This article is part of a package on the American Dream. For more, read Reimagining the American Dream, A New National Narrative, Tear Down the White Picket Fence, and The Pursuit of Square Footage.
In recent years, work-life balance has grown from a buzz phrase to a core white-collar value. For many working professionals, quality family time, holistic wellness, and leisure are now part and parcel of the American Dream.
For other Americans, strategies for prioritizing kids’ soccer games or ignoring the BlackBerry during dinner are a bit under the radar. Work-life balance for low-income workers means something more fundamental: the ability to provide for their families while also caring for them at home. Unfortunately, the people with the greatest need for jobs that promote balance are also the least likely to have them.

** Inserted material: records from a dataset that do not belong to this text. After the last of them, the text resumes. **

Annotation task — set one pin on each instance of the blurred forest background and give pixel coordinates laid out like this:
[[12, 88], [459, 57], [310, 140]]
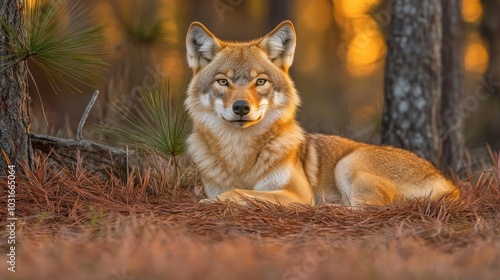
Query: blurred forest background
[[338, 68]]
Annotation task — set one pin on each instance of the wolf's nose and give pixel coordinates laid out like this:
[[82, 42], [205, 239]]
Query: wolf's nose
[[241, 107]]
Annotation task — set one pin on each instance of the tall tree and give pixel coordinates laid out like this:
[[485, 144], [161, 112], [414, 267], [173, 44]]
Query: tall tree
[[412, 89], [14, 115], [452, 127], [490, 29]]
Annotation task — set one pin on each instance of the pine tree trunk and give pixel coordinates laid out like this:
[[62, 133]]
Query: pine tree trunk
[[490, 29], [14, 100], [452, 127], [412, 87]]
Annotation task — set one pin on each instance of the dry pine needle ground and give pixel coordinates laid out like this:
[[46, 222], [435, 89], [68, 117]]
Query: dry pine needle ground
[[76, 225]]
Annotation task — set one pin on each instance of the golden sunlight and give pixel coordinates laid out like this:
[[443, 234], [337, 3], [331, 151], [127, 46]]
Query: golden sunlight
[[365, 44], [356, 8], [363, 53], [476, 57], [471, 10]]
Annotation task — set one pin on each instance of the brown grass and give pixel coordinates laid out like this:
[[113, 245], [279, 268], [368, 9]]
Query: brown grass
[[76, 225]]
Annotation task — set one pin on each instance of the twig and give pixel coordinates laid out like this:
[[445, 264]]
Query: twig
[[79, 131]]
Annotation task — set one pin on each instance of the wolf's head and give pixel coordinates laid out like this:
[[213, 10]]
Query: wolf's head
[[241, 84]]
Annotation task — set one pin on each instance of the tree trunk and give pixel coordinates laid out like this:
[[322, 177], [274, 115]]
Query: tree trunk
[[412, 87], [14, 101], [490, 29], [452, 128]]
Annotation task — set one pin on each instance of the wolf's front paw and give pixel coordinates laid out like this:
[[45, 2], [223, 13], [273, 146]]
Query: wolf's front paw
[[208, 200]]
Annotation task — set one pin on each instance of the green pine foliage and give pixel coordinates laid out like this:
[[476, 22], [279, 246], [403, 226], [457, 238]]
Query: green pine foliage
[[157, 123], [61, 40]]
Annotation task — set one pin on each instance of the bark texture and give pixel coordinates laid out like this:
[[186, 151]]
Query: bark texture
[[15, 146], [452, 127], [412, 85], [490, 29]]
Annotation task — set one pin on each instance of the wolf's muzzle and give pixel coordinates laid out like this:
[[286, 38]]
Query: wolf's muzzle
[[241, 107]]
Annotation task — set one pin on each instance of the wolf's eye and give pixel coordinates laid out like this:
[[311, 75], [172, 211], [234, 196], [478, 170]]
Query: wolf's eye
[[223, 82], [260, 82]]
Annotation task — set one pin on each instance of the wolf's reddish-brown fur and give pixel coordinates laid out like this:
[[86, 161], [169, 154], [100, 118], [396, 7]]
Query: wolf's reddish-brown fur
[[247, 144]]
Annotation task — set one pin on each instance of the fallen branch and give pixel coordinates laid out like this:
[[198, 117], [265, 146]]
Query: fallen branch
[[96, 157]]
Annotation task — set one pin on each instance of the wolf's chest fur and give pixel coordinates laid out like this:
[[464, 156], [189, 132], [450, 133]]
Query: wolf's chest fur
[[247, 144]]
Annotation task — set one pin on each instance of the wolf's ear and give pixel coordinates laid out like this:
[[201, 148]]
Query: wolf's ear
[[280, 44], [201, 45]]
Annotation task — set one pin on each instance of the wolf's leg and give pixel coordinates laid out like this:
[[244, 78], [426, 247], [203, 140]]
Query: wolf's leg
[[296, 189], [368, 189], [281, 197]]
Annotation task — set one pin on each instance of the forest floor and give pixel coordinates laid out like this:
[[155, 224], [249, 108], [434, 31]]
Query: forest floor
[[72, 224]]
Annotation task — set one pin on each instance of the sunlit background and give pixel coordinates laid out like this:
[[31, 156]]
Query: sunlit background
[[338, 66]]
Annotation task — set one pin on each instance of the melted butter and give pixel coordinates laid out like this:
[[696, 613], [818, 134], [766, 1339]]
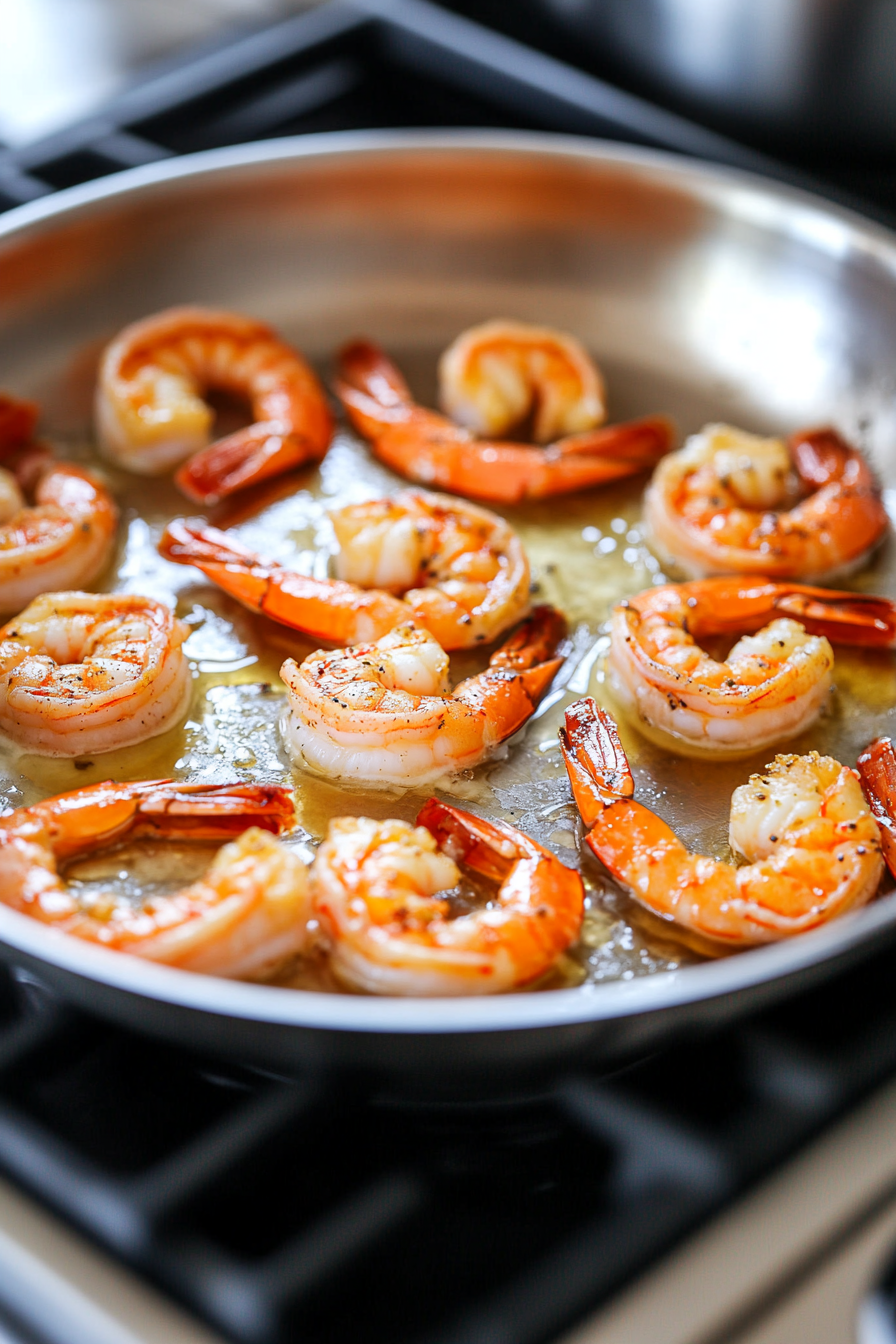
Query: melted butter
[[585, 557]]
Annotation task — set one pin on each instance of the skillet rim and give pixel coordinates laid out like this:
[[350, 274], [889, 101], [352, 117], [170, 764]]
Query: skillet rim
[[829, 227]]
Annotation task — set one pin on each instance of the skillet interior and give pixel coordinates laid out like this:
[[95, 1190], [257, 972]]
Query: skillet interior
[[700, 292]]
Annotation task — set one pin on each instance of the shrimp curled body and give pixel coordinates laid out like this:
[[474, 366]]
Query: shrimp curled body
[[456, 570], [380, 893], [241, 919], [734, 503], [61, 540], [86, 672], [773, 683], [383, 712], [434, 450], [810, 842], [151, 414]]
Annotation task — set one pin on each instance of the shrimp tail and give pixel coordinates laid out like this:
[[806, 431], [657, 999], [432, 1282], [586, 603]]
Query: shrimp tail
[[327, 609], [535, 641], [482, 846], [877, 776], [633, 445], [364, 368], [594, 758], [528, 655], [247, 457], [102, 813], [857, 618], [18, 422], [822, 456]]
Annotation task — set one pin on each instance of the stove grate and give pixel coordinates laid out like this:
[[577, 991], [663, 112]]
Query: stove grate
[[292, 1208], [359, 63]]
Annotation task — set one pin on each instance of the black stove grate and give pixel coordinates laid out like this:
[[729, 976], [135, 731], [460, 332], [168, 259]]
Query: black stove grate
[[370, 63], [285, 1210], [282, 1210]]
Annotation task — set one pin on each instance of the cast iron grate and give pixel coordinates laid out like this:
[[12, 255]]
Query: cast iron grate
[[284, 1210], [349, 65]]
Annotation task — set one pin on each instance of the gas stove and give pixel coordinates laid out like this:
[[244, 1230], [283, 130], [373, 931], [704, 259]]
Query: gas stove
[[705, 1194]]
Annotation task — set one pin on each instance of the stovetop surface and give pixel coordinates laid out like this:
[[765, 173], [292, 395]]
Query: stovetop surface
[[341, 1210], [345, 1210]]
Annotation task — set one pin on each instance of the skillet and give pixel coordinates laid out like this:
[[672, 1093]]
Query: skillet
[[738, 297]]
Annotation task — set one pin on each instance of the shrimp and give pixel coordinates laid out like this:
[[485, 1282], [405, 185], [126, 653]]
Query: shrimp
[[86, 672], [496, 376], [382, 889], [730, 503], [247, 914], [803, 827], [61, 540], [877, 773], [460, 570], [383, 712], [18, 422], [151, 414], [431, 449], [773, 684]]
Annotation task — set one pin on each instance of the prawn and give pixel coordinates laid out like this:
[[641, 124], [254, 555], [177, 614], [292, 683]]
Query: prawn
[[456, 570], [431, 449], [18, 422], [808, 835], [242, 918], [382, 893], [730, 503], [87, 672], [62, 539], [384, 714], [877, 773], [775, 679], [151, 414]]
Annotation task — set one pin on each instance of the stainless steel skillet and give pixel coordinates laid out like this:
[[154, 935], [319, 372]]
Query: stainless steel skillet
[[723, 293]]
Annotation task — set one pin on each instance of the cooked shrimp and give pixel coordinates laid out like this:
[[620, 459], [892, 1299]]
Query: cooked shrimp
[[431, 449], [730, 503], [86, 672], [877, 773], [460, 570], [151, 413], [384, 714], [380, 890], [775, 679], [810, 842], [61, 540], [18, 422], [496, 376], [242, 918]]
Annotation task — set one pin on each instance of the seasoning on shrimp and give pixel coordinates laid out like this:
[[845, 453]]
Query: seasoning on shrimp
[[151, 413], [384, 714], [810, 842], [773, 683], [734, 503], [456, 570], [434, 450], [380, 890], [87, 672], [246, 915]]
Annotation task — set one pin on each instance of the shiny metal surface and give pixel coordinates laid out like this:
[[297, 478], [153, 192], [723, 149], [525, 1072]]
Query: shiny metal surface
[[724, 296], [810, 73]]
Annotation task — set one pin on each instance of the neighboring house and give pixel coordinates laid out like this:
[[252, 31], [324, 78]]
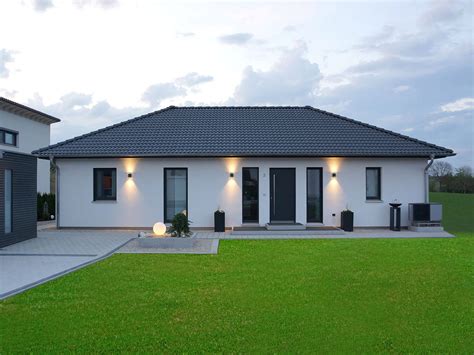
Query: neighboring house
[[17, 196], [22, 130], [259, 164]]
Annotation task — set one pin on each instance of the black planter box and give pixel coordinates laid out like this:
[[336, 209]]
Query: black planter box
[[219, 221], [347, 221]]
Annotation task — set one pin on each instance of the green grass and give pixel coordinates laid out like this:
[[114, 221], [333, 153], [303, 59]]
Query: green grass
[[346, 296], [458, 210]]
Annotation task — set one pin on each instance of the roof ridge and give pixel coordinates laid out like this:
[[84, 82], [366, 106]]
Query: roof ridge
[[239, 107], [101, 130], [381, 129]]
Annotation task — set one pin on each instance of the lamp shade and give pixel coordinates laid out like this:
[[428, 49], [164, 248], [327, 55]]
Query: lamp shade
[[159, 228]]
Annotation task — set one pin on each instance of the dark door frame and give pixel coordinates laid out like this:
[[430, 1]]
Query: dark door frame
[[270, 192], [320, 191], [258, 194]]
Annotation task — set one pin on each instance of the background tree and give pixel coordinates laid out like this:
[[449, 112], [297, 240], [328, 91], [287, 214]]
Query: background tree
[[441, 168]]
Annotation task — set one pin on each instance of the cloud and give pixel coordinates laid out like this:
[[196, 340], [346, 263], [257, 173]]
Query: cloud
[[401, 88], [289, 28], [80, 114], [74, 100], [105, 4], [293, 79], [193, 79], [441, 11], [236, 38], [154, 94], [185, 34], [42, 5], [5, 57], [464, 104], [371, 42]]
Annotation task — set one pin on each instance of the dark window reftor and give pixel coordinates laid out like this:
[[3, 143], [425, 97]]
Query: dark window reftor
[[250, 195], [176, 192], [314, 195], [105, 184], [372, 184], [8, 137]]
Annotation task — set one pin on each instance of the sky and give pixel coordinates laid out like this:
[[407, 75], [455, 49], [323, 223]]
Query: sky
[[406, 66]]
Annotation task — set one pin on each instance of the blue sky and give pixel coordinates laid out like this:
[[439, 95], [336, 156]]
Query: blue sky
[[404, 66]]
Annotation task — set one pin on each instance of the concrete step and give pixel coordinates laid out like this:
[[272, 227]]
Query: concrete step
[[322, 231], [285, 227]]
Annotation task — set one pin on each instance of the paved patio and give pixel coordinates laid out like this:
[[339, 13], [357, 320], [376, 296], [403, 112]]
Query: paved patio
[[359, 233], [52, 254], [58, 252]]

The term “low income” generally refers to households that earn less than twice the federal poverty level, or about $42,400 for a family of four. As Katherine S. Newman and Victor Tan Chen explain in The Missing Class: Portraits of the Near Poor in America (Beacon, 2007), these Americans enjoy neither the comforts of the middle class nor the help of government programs aimed at those with even less. Their situations are often precarious: A medical crisis or an increase in housing costs can push them into poverty. So can a lousy job that doesn’t support work-life balance.
Better jobs offer paid family leave and sick days, which, unlike unpaid leave, are not required by federal law. These paid days off enable employees to take care of children, elders, and themselves without losing precious income or risking their jobs. Better jobs also allow flexible scheduling and telecommuting, which give workers tangible power to prioritize their responsibilities. Another form of flexibility is the option to work part time without giving up all benefits and advancement opportunities–crucial to many working mothers, as the Christian Science Monitor (Sept. 17, 2007) reports.
These policies are helpful to all employees and especially to parents. For low-income workers, they’re critical. But, according to citizen advocacy group MomsRising, flexibility options come mostly with higher-wage work. Dollars & Sense (Sept.-Oct. 2007) reports that the same is true of paid sick days.
Stingy employers are misguided–because family-friendly policies are good for business, too. Mother Load, a 2007 special report from the American Prospect, describes how paid days off and flexibility lead to more engaged and more productive employees, fewer unexpected absences, and lower turnover. Paid leave and sick days also benefit public health, since without them people are more likely to come to work sick.
Most importantly, work-life balance is good for people, who shouldn’t have to choose between buying their kids groceries and caring for them when they’re sick. A family-friendly workplace can make the difference between keeping a job and being forced to give it up. It can also determine whether an employee can take on the new responsibilities that come with a promotion.
In other words, work-life balance affects not only security but also upward mobility, which is at the heart of the American Dream. In recent years, the very rich have quickly been getting even richer. People at other income levels aren’t sharing in this growth. As Jared Bernstein explains in Crunch (see below), this rising inequality is largely to blame for the fact that, even before the economy’s recent turn for the worse, many Americans have been feeling financially squeezed.
When wealth is concentrated more and more in the hands of a few, everybody else suffers. Low-income workers with limited skills and safety nets face especially long odds and high stakes. Writing on his blog (Feb. 4, 2008), former U.S. secretary of labor Robert Reich notes that improving wages and mobility requires more progressive taxes, stronger unions, better schools, and broader access to higher education. Work-life balance is just one piece of a complicated project, but it’s a crucial one–because it’s virtually impossible to keep a job, much less get promoted, when even being there prevents you from being a responsible parent.
Despite the benefits to everyone involved, it can be tough to convince managers to initiate family-friendly policy changes–so laws that set standards are important, too. Last year saw the introduction of federal legislation on both paid sick days and flexible work. Several state and local initiatives are already in place.
Hard work is supposed to create success, in turn freeing us from the constant need to assign work a higher priority than everything else. But the relatively well-off in fact owe much of their good fortune to privilege and luck. Even allowing that the myth of the self-made American has some truth to it, our changing economy makes it more of a long shot than ever.
Hard work won’t help people move up in the world if it keeps them from meeting their responsibilities at home. When we frame work-life balance as a reward for those who achieve a certain status, we get this cause and effect exactly backward.